Closed wmhutchison closed 1 year ago
Not started yet. Need to first come to a consensus whether or not for these checks we switch across the board to using Nagios' test nginx container or use something else.
Increased priority for this ticket will be provided for the Sprint starting May 25th.
With the demands of OCP 4.12 and associated NSX patching now out of this way, can put more cycles into this.
Based on what I can see, existing firewall rules will allow Nagios to hit any destination URL we want to check, so long as it's on port 443.
Proxy_Ingress checks will probably need to be dropped entirely, since the current architecture of STMS, CORP and SDN/NSX, the kamproxy/calproxy systems are unable to resolve hostnames managed by AVI DNS. It's for this reason why we have to setup a proxy exception in our SAG browsers if we want to hit any URL managed by AVI DNS.
Proxy_Ingress will need a re-design for KLAB2/EMERALD since by design the CORP web proxies involved cannot reach the destination private IP ranges.

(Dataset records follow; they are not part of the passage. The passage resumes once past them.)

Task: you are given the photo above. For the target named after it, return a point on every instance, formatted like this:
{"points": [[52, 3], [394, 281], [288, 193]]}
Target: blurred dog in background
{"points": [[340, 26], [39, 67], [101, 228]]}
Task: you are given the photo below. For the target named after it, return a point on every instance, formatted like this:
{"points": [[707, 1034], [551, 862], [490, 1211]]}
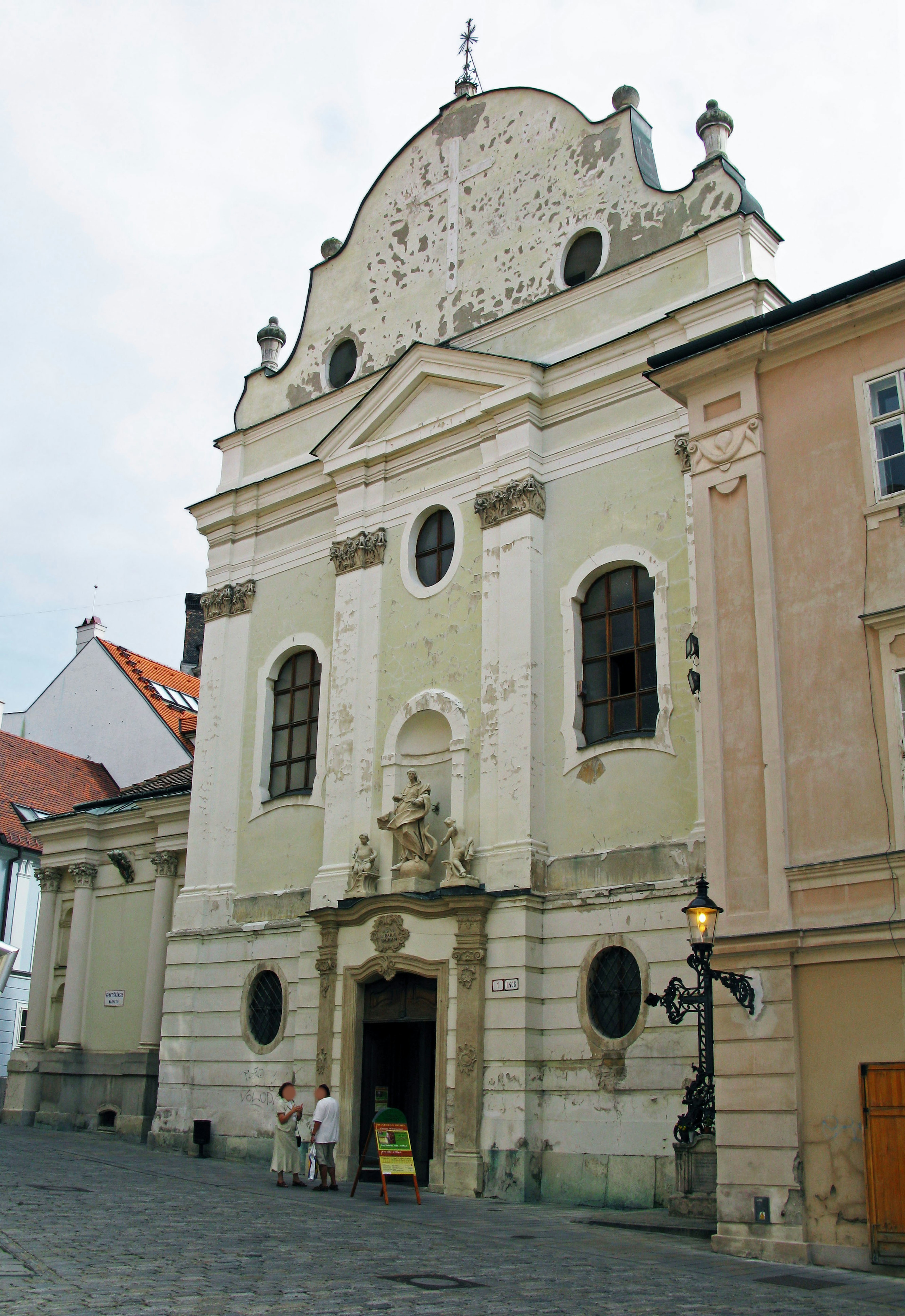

Speaking with Steven Barre during a recent meeting on this, we can work around this by refactoring this check on KLAB2/.EMERALD to be done via an issuance of a public IP address. Will look into implementing this and seeing if a new generic ticket to DXCAS SAM team will be needed as well for accessing this or not. In the meantime, will start looking at the Github repo for managing these Nagios checks and see how easy or not it will be to add either a check implemented differerently depending on cluster, or creating a unique/different check for just the NSX clusters.
Ingress check will need some adjustment due to how it was configured. Currently not-working for NSX because of the differerence in content size for the Nagios nginx pod versus the content presented by the Openshift ingress pods.
Thus we need to change
--pagesize 2048:8192
to
--pagesize 200:8192
Will make this change manually for the KLAB2 check to first confirm.
I have also changed the route for nginx-insecure so that it will issue a public IP, needed in order for the CORP web proxy be able to reach the host. since this route is already in use with other Nagios Active checks, waiting first to make sure this doesn't cause breakage elsewhere first.
Gave the insecure route a public IP, re-tested the Proxy__Ingress check for KLAB2 after updating that check to use the proper/new route. Still no dice. Assuming it's being blocked in NSX by a rule that's not logging itself, since not seeing anything in regular firewall logs for this. Will follow-up on Monday.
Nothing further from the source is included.